大型書店につき、参考書のコーナーに行く。
椅子と机が用意されていて、購買しなくても自由に本を読めるらしい。
俺は芹霞の参考書と、目に入った雑誌、それから以前から世間で話題になっていた分厚い経営学の本を持って椅子に座った。
そして、経営学の本を見ていた時。
どさり。
凄い音がして、目を向ければ隣に参考書を山積みした芹霞の姿。
「あれ…櫂って、眼鏡なんかしてたっけ?」
「え? ああ…こういう細かい文字を見るときにはね。お前見たことなかったか?」
「昔は時々見てたけど…最近は全然」
ああ、そうだ。
8年前の俺は、眼鏡をかけているだけで近所の悪ガキに囃し立てられて、その度に芹霞が喧嘩するものだから、人前で眼鏡をかけなくなったんだ。

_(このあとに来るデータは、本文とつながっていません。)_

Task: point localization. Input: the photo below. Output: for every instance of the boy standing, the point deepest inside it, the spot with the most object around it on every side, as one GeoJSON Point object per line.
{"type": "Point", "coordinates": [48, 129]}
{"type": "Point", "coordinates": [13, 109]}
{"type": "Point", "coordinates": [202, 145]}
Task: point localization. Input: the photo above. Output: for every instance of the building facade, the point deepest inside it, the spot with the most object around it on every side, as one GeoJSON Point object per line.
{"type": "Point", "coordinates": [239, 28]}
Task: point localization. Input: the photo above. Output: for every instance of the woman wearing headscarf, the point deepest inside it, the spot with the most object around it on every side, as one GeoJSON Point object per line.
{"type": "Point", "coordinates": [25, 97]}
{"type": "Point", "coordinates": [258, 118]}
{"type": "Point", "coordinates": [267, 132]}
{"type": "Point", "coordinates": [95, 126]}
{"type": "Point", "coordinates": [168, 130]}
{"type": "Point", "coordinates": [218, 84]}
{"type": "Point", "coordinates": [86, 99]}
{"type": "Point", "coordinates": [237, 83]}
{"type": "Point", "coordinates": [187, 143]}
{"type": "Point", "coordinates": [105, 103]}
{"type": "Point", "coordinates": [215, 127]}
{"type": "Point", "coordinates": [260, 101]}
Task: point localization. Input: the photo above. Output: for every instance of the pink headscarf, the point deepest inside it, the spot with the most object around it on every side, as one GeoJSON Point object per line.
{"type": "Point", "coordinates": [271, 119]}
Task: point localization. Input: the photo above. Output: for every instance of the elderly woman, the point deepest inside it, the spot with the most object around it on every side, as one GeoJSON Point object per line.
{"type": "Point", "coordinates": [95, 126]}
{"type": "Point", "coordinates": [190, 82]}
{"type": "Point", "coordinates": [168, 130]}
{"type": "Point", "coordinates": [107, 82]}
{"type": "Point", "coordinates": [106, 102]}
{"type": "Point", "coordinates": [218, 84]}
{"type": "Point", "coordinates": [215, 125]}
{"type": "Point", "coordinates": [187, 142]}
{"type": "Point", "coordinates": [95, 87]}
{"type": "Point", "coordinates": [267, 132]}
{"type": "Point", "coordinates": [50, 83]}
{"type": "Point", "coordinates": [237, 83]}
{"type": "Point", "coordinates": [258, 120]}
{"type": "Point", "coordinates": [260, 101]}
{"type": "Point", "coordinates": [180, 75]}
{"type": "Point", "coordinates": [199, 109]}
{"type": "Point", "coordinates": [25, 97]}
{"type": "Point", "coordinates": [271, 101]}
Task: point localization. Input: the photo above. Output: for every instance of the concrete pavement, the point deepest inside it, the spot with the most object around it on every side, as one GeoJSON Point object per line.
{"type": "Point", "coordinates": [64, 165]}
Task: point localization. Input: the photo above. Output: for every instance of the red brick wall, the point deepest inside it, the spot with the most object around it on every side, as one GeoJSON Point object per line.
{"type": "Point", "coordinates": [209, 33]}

惰弱な俺には、眼鏡はからかわれる絶好の材料だったらしい。
芹霞がじっと俺の顔を見ている。
「……なんだ? そんなにおかしいなら…」
眼鏡を取ろうとしたら、芹霞に止められた。
「何か新鮮だなって。櫂は櫂なんだけど、櫂じゃないみたいで…なんかドキドキするね」
少し顔を赤らめた芹霞に…俺の方がドキドキしてしまって。
「由香ちゃんが、眼鏡は"萌え"のアイテムだって言ってたけれど、このドキドキは"萌え"なのかな?」
眼鏡…。
こいつの"萌え"ポイント?
何とも複雑な心境だ。
出来るなら、世界から"眼鏡男"を一掃したい。
そうしたら、このもやもやとした心は落ち着きを見せるかも知れない。
「お前が眼鏡姿がいいというのなら、ずっと眼鏡をしてようか?」
世界で俺だけがお前の"萌え"になるのなら、きっと俺は……。
「いや、時々見せてくれるだけでいい。ずっとしていたら、また櫂のファン増えるもの。そしたら本当にもう櫂とおでかけできないし」
「周りなんてどうでもいいだろう? 俺達は俺達だ。何を遠慮することがある?」
「櫂はそういうけどね…平々凡々な女には、紫堂の御曹司には判らない悩みってもんがあるんですよ」
なんだそれは。
芹霞はすぐ俺と線を引きたがる。
俺は、いつでも芹霞の側にいるというのに。
これからも。
どんなことがあっても芹霞を守っていけるよう、その為の紫堂財閥だというのに。
優先順位というものが、芹霞は理解していない。
「眼鏡姿は…あいつらとお前以外には見せない。それならいいか? それなら俺とでかけられるか?」
「そそんな真面目な顔して!!! 何、そんなにあたしとおでかけしたいの?」
俺の迫力にたじろいだ芹霞が、引き攣りながらそう軽く返してきたから、
「ああ、凄く。お前が玲とおでかけしたいと切望する程には」
その切り返しがくるとは思わなかったんだろう、芹霞は変な顔をした。